台風19号による県内の土木施設や農業などの被害額は少なくとも487億9200万円に上ることが21日、県のまとめで分かった。河川や道路などの公共土木施設の被災は1千カ所以上となり、被害額は300億円超に上る見通し。農業被害も、農作物に加えて農地や農業水利施設などで2700カ所以上の被災が確認され、約150億円に増えた。現在も調査中でさらに拡大する可能性がある。2015年9月の関東・東北豪雨の総被害額約320億円、11年の東日本大震災の約208億円を既に大きく上回っている。

 県県土整備部によると、15年の豪雨災害での公共土木施設被害は596カ所、205億円だった。今回は県と市町分を合わせると単純計算で1・6倍以上の被害となるため、300億円を超えるとみている。

 農業被害額は、イチゴ・野菜などの農作物やハウス被害で16日時点では39億8千万円だったが、農地と農業水利施設などの110億円が加わり、149億8700万円となった。県農政部によると、田んぼや畑への土砂流入、水路や堰(せき)の崩壊などの報告が、芳賀町を除く県内24市町からあった。市町別では那須烏山市が26億6千万円で最多。

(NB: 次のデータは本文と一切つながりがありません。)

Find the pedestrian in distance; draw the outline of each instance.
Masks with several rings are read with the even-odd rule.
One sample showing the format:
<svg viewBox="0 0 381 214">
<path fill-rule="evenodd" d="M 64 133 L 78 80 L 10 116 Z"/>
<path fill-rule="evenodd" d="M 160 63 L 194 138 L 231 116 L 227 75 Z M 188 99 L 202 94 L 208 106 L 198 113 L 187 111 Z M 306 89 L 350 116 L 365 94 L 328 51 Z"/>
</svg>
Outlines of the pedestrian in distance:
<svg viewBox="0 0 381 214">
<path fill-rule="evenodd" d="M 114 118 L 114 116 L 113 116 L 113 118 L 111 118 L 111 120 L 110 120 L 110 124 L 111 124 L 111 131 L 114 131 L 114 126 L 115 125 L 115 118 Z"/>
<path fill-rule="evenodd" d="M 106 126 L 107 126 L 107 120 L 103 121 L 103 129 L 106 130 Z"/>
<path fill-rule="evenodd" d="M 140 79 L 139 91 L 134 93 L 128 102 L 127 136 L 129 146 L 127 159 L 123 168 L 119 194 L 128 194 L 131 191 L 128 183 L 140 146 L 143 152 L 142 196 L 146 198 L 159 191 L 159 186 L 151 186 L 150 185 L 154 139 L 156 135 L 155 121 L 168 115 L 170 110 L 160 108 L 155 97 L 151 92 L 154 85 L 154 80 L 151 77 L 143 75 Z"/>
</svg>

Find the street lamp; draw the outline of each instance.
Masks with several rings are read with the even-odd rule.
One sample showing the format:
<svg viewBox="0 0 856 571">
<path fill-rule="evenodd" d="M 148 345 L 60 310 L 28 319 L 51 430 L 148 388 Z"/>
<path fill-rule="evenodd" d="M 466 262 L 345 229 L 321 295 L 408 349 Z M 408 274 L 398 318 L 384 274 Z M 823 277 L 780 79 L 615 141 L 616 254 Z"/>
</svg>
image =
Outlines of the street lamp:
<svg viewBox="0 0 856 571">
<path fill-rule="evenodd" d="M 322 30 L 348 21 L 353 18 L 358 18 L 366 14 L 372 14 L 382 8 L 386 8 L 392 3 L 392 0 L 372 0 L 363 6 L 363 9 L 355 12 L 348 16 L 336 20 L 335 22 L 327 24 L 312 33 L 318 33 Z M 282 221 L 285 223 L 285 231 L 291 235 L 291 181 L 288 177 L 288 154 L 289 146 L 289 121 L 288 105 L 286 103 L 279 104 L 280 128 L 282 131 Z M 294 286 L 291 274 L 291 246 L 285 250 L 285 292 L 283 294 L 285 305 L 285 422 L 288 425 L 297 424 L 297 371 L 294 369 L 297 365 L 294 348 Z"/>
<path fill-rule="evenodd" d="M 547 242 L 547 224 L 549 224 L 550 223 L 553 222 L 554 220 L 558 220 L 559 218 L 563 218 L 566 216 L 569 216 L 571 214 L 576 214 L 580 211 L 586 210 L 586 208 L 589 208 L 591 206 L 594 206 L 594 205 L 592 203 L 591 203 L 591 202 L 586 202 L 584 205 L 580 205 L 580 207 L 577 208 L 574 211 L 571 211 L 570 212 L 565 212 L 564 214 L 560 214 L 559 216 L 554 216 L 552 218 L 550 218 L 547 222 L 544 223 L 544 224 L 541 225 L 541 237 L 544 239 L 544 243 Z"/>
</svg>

 林地などの被害も38億500万円で、16日時点の10億500万円からさらに拡大した。県環境森林部の調べでは林地崩壊や林道施設、木材加工流通施設などの被害は584カ所に上っている。

 21日の県災害対策本部会議で、住宅被害は床上浸水9893棟、床下浸水9344棟と報告された。河川は対策が必要な39カ所のうち、25カ所で応急仮工事が完了している。

 県内の過去の災害被害額は、那須水害(1998年)が945億3千万円、茂木水害(86年)で519億円。今回の台風19号による被害額も同様に巨額となる見通し。

 福田富一(ふくだとみかず)知事は会議後、「(臨時議会などを)調整した上で補正予算で対応していく」と述べた。